# Can I get fined for being out of Australia?



## Sengco (Jul 20, 2015)

G'day! 

I'm an Australian citizen and recently I decided to move back to Manila to be with my partner. I have been here since OCT 2015 and I decided to stay here till we get her visa sorted out.

But I heard a rumor that "apparently" I can get fined for staying out of Australia for more than one year? Is this true? If not who should i call to confirm this? I have been searching online for answers but nothing is coming up.

Also I am a Dual-Citizen of the Philippines.

Thank you!


----------



## JandE (Jul 17, 2015)

Sengco said:


> G'day!
> 
> I'm an Australian citizen and recently I decided to move back to Manila to be with my partner. I have been here since OCT 2015 and I decided to stay here till we get her visa sorted out.
> 
> ...


There are a lot of us who spend over a year or so out of the country, never been fined yet though.
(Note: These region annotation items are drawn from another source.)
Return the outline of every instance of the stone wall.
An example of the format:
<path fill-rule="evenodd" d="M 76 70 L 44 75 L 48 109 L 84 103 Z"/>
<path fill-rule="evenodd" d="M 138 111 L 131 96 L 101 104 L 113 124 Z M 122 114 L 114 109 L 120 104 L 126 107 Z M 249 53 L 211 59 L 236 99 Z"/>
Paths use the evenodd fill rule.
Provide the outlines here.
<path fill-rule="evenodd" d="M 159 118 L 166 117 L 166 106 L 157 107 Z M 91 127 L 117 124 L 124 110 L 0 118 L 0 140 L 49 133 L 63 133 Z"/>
Maybe someone is pulling your leg.

I was out for a year earlier, and no trouble going back.


----------



## maryannfarrugia (Jul 27, 2015)

No of course, but if you commit anything in Australia before you go to Philippines thats another thing mate haha.


----------



## chickensgirl76 (Jan 6, 2016)

I hope not I've been out for 13yrs and I'm going back...LOL oh no!!!


----------



## andymark (Apr 11, 2017)

No. My friend is out of Australia for more than 6 consecutive years now.


----------